Kandırdım

87 6 86
                                    

Uyarı: Tabletten bilgisayara alırken bazı sözcükler İngilizce dilinin kurallarına göre düzeltilmiş olabilir. O yüzden hataları mahsur görün, lütfen. Düzeltilecektir. :) 

"Keşke hepsi 11/09 da ölselerdi, ırkçı pislikler." dedi Brüksel temsilcisi.

"Ülkem adına özür dilerim" dedi yeni Amerika temsilcisi.

"Aslında " diyip bekledi Lihteştayn temsilcisi. "Bize yapılan ırkçılığa ayrı, diğerlerine yapılan ırkçılığa ayrı izlekler uyguluyoruz. Yani "11/09 da ölselerdi " demek ile "Adını hiç duymadığımız Orta Avrupa ülkesiyle, Müslümanlar için Vatikanı tehlikeye mi atacağız?" demek arasındaki fark nedir? Temelde ikisi de ırkçılık değil mi?"

Bütün temsilciler dikkatle onu dinliyordu. Sözlerden sonra kendini toplayan Brüksel temsilcisi konuştu.

"Lihtenştayn değil mi?"

"Evet, ülkem"

"Neredeydi?"

"Avrupa. Orta Avrupa."

""Şu" Polonyalıların ülkesinin yanında mı?"

"Tamam, bu kadar yeter " dedi Türkiye temsilcisi. "En karlı seçim şu an geriye dönmek gibi duruyor. Sadece tek bir ülke kaybedeceğiz. Ve nüfus: 1. Kabul edenler?"

Herkes elini kaldırdı.

"Tamam, o zaman. Kabul edildi "

Afganistan temsilcisi konuşmaya başladı.

"Biraz acele ediyoruz bence, red edenleri de sorun lütfen "

"Ne önemi var? Zaten tüm temsilciler kabul etti "

"Izleğe uyabilir miyiz?"

"Pekala." Türkiye temsilcisi robot ona dikkatli bir şekilde baktı. "Red edenler?"

Kimse elini kaldırmadı. Türkiye temsilcisi o zaman Afganistan temsilcisine daha da dikkatli baktı.

"Kimsenin olmadığını söylemiştim "

"Demokrasi gereği zaten sorulmalı"

"Ah, kapa çeneni. Sen ne anlarsın? Demokrasi hem insanlar içindir hem de işe yaramaz"

Afganistan temsilcisi robot, ellerini iki yanına dayadı.

"Işe yaramaz olduğunu nereden biliyorsun?"
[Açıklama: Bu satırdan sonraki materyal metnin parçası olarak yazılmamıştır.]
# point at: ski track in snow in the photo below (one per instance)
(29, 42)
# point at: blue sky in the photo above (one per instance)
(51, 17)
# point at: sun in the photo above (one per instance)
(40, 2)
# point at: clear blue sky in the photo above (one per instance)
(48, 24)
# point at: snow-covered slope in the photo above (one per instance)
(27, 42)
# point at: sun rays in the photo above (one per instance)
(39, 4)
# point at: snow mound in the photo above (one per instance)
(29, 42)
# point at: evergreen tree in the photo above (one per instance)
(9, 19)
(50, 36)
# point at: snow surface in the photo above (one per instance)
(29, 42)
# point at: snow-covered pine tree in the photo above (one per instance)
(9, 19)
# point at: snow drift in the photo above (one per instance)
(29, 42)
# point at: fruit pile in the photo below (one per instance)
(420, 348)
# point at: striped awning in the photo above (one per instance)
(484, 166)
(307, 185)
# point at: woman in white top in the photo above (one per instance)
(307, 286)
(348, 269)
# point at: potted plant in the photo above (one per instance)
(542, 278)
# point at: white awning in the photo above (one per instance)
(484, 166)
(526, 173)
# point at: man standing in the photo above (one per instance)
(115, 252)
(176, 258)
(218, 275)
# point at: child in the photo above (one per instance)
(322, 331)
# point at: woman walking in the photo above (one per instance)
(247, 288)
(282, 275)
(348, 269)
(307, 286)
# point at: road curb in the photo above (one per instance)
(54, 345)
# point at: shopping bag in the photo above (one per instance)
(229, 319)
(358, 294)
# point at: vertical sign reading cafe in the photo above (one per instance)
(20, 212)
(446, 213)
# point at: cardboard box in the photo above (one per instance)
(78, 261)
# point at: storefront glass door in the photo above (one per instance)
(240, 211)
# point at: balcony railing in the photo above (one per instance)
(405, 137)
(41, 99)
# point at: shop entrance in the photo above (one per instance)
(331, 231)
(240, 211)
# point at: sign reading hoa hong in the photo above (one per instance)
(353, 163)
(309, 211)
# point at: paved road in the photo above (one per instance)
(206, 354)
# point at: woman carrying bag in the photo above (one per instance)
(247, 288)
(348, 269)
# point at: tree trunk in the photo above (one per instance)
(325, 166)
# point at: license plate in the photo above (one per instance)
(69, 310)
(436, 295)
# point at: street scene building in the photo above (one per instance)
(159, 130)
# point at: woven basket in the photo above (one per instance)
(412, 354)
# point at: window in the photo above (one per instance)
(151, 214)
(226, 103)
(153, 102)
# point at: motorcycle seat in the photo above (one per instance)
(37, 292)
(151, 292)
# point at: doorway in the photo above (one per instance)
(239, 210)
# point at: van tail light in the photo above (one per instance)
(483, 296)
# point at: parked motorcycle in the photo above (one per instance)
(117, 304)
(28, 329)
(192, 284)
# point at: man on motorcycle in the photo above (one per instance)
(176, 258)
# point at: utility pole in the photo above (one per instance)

"Işe yarasaydı o zaman yasaklanırdı. Ayrıca ben Türkiye temsilcisiyim, nereden bildiğimi anladın herhalde"

Afganistan temsilcisi susarak önüne döndü. Ve ülke robotları kararın verilmesinin ardından oradan çıkarak ülkelerinin bölmelerine gittiler. Vatikan hariç. Çünkü, o yok olmak için fazla genç olduğunu düşünüyordu. 4 saat içinde çarpışma olacaktı. Konuşan sistemler bunu saat başı hatırlatıyordu. Konuşan sistemler gemi değildi, onun her parçasıydı. Örneğin eski Dünya dizilerini gösteren televezyonlar gibi. Türkiye temsilcisi robot Mor Saçlı Adını Bilmediğimiz Kadını izlerken bölümdeki televizyon konusu geçen hatırlatmayı söylüyordu.

"Çarpışmaya 3 saat kaldı "

"Çarpışmaya 2 saat kaldı"

Ve en nihayet:

"Çarpışmaya 1 saat kaldı "

"Çarpışmaya son 20 saniye. Sizi tanımak güzeldi çocuklar, son bir bardak çay daha için"

Ve çarpışma...

Uzayın bilinmeyen bir yerinden gelen ve bu yeri sorsanız kendisi de bilmeyen ve bu bilgisizliğini hiç de umursamayan, gamsız bir gök taşı gemiye gömülmeden önce kendisi gibi uzayın bilinmeyen bir yerinden gelen ve bu yeri sorsanız kendisi de bilmeyen ve bu bilgisizliğini hiç de umursamayan, gamsız başka bir gök taşı ile selamlaşmak için yönünü değiştirdi. Ancak tam selam verip, çantasının ve boşluklarının çok hoş olduğunu belirteceği sırada başına korkunç bir kaza geldi. Bizim geminin Türkiye bölümüne çarptı.